Suppose $U$ and $U^\perp$ are invariant under $T$. Let $v \in V$. By direct sum decomposition, we can write $v = u + w$ where $u \in U$ and $w \in U^\perp$. Then, $P_UTv=P_UT(u+w)=P_UTu+P_UTw$. Since $Tu \in U$, we have $P_UTu=Tu$. Since $Tw \in U^\perp$, we have $P_UTw=0$. Therefore, $P_UTu+P_UTw = Tu+P_UTw=Tu$. Since $u \in U$, $u=P_Uu$. Therefore, $Tu=TP_Uu$. Since $w \in U^\perp$, $P_Uw = 0$ and so $T0=TP_Uw=0$. So $P_UTv=Tu=Tu+0=TP_Uu+TP_Uw= TP_U(u+w)=TP_Uv$. Therefore, $PT_Uv=TP_Uv$ as we needed to show.
Second part:
Now suppose $P_UT=TP_U$. Let $u \in U$ and $w \in U^\perp$. By definition of projection, $P_Uu=u$ and $P_Uw=0$. We have $P_UTu=TP_Uu=Tu$. By definition of projection $P_UTu \in U$. $Tu \in U$ and therefore $U$ is T-invariant. By definition of projection, $P_Uw=0$. We have $TP_Uw=T0=0=P_UTw$. Since $P_UTw=0$, we know that $Tw \in U^\perp$ and therefore $U^\perp$ is also T-invariant.
Thanks again!
Not bad at all. However, you only proved half the statement! You need to prove that if $P_UT=TP_U$, then $U$ and $U^\perp$ are $T$-invariant.

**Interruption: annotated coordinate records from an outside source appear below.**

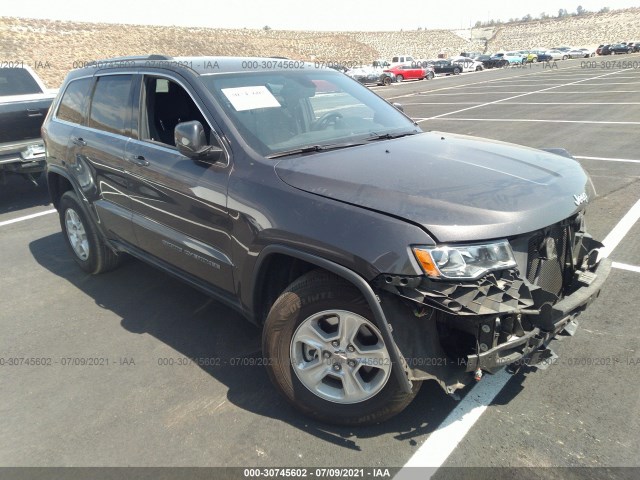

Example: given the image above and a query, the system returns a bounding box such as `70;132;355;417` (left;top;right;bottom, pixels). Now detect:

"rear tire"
58;191;121;275
262;270;421;426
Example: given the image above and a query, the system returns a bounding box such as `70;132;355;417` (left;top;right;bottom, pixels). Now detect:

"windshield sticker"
222;85;280;112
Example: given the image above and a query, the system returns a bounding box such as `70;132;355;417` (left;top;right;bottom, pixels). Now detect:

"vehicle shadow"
29;233;480;450
0;175;51;215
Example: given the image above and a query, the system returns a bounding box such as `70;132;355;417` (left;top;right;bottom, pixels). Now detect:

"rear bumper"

Remember that you are writing for an audience (that's us!), and that your job is to communicate with us as clearly as possible while being succinct. The long string of equalities is a bit much in the second to last sentence of your proof. You can significantly cut down on the wordage and do most of the grunt work earlier in your proof. While everything you have written down is right, there is no clear flow to your proof. You calculate a bunch of quantities and then show how they give the result at the end. I would structure your proof by saying something like, "first, we find $P_UTv$", and then do the related calculations to conclude $P_UTv=Tu$ (easy!). Then tell us, "now, we will find $TP_Uv$" and conclude after some more calculations that $TP_Uv = Tu$ (also really easy!) You've shown that $P_UTv$ and $TP_Uv$ are equal to the same thing, so you can point that out to us, and then you're done with that direction of the proof!